A Meeting With The President of India
On Tuesday, 29th August, a five member delegation led by Dr. Ranjana Kumari, had the honour of meeting the President of India, Shri Ram Nath Kovind, at Rashtrapati Bhavan.The delegation included Ms Ranu Kayastha Bogal (Director – Policy, Research & Campaigns, Oxfam India), Ms Sara Pilot (Director, Centre for Equity and Inclusion, CEQUIN), Ms Vinodhini Moses (National General Secretary, YWCA India) and Ms Gayatri (Women Power Connect).
The meeting was to congratulate him, along with discuss with him the pending status of the Women’s Reservation Bill. The President shared our concern, and assured the delegation of his support.

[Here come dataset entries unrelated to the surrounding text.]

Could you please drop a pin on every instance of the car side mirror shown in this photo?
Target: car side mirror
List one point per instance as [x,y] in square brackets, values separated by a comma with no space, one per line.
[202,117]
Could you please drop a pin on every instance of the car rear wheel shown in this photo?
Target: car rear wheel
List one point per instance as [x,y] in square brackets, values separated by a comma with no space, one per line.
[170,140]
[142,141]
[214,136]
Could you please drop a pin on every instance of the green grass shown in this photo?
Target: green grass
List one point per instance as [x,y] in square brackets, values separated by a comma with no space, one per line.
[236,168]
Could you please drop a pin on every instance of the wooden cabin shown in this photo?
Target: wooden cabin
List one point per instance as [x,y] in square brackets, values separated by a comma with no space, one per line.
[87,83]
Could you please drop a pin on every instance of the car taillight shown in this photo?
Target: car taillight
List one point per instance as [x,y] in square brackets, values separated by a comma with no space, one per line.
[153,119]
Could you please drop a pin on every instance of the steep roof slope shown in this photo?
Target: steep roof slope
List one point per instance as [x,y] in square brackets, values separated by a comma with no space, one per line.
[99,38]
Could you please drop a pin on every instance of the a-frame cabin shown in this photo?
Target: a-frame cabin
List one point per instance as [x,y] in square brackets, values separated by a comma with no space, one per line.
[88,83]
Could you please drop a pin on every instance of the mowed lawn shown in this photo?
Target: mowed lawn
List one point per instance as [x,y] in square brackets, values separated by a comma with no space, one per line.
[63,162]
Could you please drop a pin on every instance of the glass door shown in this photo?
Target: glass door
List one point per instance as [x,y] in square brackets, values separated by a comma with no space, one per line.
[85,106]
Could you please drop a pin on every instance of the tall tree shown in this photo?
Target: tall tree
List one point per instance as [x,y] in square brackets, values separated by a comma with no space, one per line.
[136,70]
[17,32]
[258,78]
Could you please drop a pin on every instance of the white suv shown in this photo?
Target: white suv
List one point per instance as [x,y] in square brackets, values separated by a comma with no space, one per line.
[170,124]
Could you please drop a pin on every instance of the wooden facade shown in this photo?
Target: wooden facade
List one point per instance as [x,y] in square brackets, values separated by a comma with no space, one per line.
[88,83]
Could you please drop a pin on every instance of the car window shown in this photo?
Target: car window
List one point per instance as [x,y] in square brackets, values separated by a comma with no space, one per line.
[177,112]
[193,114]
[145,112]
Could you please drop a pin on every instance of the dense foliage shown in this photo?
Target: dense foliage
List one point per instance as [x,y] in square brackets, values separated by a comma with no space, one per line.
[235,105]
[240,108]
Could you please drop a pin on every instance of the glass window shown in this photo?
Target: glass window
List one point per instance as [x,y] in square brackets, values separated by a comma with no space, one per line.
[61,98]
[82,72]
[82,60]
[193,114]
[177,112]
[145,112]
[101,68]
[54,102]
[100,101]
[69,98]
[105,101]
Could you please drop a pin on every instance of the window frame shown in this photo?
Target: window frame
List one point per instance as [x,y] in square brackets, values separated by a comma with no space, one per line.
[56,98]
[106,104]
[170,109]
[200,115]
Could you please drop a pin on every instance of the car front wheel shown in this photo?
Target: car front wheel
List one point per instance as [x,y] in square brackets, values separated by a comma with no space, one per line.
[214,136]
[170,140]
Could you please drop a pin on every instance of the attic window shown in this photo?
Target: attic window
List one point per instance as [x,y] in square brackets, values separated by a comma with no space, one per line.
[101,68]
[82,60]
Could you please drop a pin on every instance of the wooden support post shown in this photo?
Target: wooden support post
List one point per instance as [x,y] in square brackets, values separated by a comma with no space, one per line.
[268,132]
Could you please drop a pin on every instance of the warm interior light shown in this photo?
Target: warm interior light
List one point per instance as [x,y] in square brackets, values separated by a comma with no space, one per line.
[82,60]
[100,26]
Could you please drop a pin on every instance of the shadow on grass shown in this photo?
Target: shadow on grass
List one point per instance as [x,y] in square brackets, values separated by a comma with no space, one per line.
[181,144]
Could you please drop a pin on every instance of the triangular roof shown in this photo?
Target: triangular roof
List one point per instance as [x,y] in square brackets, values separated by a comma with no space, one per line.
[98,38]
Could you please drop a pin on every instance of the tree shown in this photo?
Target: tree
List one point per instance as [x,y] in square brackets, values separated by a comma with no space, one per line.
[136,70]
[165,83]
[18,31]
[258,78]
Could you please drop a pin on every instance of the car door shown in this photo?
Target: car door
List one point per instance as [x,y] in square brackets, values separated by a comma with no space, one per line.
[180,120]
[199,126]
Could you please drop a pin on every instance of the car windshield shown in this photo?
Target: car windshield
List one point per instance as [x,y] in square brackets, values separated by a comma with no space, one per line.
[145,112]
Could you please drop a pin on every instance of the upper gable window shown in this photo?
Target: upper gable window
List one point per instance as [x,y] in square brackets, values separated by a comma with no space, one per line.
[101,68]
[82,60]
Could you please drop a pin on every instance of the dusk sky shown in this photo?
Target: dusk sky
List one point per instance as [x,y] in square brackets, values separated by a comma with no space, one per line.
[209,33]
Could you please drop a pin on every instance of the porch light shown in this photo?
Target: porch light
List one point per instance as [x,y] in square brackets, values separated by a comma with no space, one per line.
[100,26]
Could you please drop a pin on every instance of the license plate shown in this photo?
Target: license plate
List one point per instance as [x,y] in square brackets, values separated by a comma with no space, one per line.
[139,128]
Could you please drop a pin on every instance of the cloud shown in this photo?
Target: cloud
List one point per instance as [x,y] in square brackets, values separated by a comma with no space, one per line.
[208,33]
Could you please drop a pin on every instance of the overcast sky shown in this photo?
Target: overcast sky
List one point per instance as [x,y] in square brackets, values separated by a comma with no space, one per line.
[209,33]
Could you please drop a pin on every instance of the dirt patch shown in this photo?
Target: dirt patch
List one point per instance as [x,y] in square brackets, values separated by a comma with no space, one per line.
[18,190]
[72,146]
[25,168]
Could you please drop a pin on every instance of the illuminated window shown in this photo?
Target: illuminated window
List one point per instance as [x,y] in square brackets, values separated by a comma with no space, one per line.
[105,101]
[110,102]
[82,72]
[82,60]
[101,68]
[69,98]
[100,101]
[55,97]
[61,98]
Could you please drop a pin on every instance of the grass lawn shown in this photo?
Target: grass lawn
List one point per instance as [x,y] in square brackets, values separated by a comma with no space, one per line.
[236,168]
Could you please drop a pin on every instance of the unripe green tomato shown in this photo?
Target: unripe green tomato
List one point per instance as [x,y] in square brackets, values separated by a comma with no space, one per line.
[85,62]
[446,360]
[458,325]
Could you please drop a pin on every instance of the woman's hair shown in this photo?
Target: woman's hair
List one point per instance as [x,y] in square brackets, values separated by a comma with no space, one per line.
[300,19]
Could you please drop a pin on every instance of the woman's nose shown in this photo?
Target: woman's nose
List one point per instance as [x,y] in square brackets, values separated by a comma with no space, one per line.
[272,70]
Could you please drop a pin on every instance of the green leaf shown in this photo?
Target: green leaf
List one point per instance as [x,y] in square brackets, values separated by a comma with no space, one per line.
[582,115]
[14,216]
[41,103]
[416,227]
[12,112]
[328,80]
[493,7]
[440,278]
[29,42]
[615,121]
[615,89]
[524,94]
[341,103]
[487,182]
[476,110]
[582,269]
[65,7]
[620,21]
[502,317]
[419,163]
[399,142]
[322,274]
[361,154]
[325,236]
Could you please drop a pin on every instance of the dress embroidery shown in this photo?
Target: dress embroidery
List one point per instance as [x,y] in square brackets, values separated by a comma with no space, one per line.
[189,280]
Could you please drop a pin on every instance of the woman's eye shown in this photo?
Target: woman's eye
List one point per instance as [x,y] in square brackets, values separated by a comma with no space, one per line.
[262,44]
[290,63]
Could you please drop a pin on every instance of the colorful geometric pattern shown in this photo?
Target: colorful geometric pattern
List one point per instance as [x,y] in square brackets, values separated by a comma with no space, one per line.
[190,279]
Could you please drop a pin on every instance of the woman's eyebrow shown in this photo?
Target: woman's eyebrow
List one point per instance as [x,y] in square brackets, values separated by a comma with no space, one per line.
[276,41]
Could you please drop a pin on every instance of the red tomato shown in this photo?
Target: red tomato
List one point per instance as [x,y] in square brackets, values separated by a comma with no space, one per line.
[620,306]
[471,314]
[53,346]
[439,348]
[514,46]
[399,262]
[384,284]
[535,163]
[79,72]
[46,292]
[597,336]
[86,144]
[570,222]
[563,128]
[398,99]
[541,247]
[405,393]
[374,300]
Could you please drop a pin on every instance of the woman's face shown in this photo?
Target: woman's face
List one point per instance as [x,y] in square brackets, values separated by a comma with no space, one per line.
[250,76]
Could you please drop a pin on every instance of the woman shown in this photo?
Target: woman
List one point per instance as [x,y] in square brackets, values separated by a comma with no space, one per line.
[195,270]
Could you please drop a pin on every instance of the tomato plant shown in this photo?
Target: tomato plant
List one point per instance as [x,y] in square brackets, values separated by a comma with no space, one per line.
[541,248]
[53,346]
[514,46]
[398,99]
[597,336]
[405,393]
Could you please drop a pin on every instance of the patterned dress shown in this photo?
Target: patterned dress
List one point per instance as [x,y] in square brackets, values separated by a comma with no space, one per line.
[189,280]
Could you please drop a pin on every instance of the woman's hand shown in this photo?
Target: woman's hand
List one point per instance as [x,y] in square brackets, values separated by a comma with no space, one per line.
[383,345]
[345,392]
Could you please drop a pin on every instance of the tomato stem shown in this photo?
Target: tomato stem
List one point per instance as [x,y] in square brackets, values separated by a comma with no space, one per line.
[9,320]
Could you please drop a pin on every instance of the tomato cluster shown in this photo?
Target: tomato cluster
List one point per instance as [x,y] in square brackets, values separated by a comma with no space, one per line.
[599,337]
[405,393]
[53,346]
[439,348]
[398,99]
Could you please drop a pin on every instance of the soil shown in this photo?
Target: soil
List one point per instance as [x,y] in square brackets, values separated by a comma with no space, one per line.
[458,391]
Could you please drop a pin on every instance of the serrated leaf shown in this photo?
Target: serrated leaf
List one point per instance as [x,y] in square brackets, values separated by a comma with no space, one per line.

To recapitulate the journey of this protest, let us take a step back in time. The history of women’s reservation began in the 1980s with the Karnataka Zilla Parishads, Taluk Panchayat Samitis, Mandal Panchayats and Nyaya Panchayats Act, 1983, reserving 25% seats for women, making it the first state to do so. At that time, many seats went vacant due to less number of candidates. In 1987, roughly three women contested for one seat when the elections were held in 1987. Orissa implemented 33% reservation much before the 73rd Constitutional Amendment. It also decided that if a sarpanch (elected or nominated) was a man, then his deputy will be a woman.
The 64th and 65th constitutional amendments that Prime Minister Rajiv Gandhi introduced in Parliament on May 15, 1989, reserved 30% seats for women. But the Bills were defeated in the Rajya Sabha. Finally, the Narasimha Rao government passed the Bill. In the 72nd and 73rd constitutional amendments introduced in September 1991 (which became the 73rd and 74th in 1992), the reservation did not go up further; it remained at 33%. In 1993, it became part of the Constitution. Thanks to the amendments, women joined politics in large numbers, changing the scope of political debate and ideas like gender-budgeting were popularised.
Bihar took a step forward in 2009 by reserving 50% seats for women in local governments. Seventeen other states followed. But attempts to introduce 33% reservation for women in Parliament have failed. In 1996, the 81st constitutional amendment Bill for 33% seats for women in Parliament was introduced in the Lok Sabha. It was reintroduced in 1998 as the 84th amendment and again in 1999. In 2003, the Bill failed to clear the House twice. Finally, in 2010 it was passed in the Rajya Sabha but as of 2016, it is still pending in the Lok Sabha.
The WRB was passed by the Upper House (Rajya Sabha) of Parliament on 9th March 2010, but for it to be converted into an act, it must be passed by the Lok Sabha and signed by the Honourable President. As part of the National Alliance for Women’s Reservation Bill, along with various other organizations, Centre for Social Research has been actively pursuing the passage of the WRB in the Lok Sabha. We have organized many rallies, press conferences and meetings with various political leaders on this subject. We have also gone to several parts of the country, and mobilized women at the panchayat level, who also want quick passage of this bill.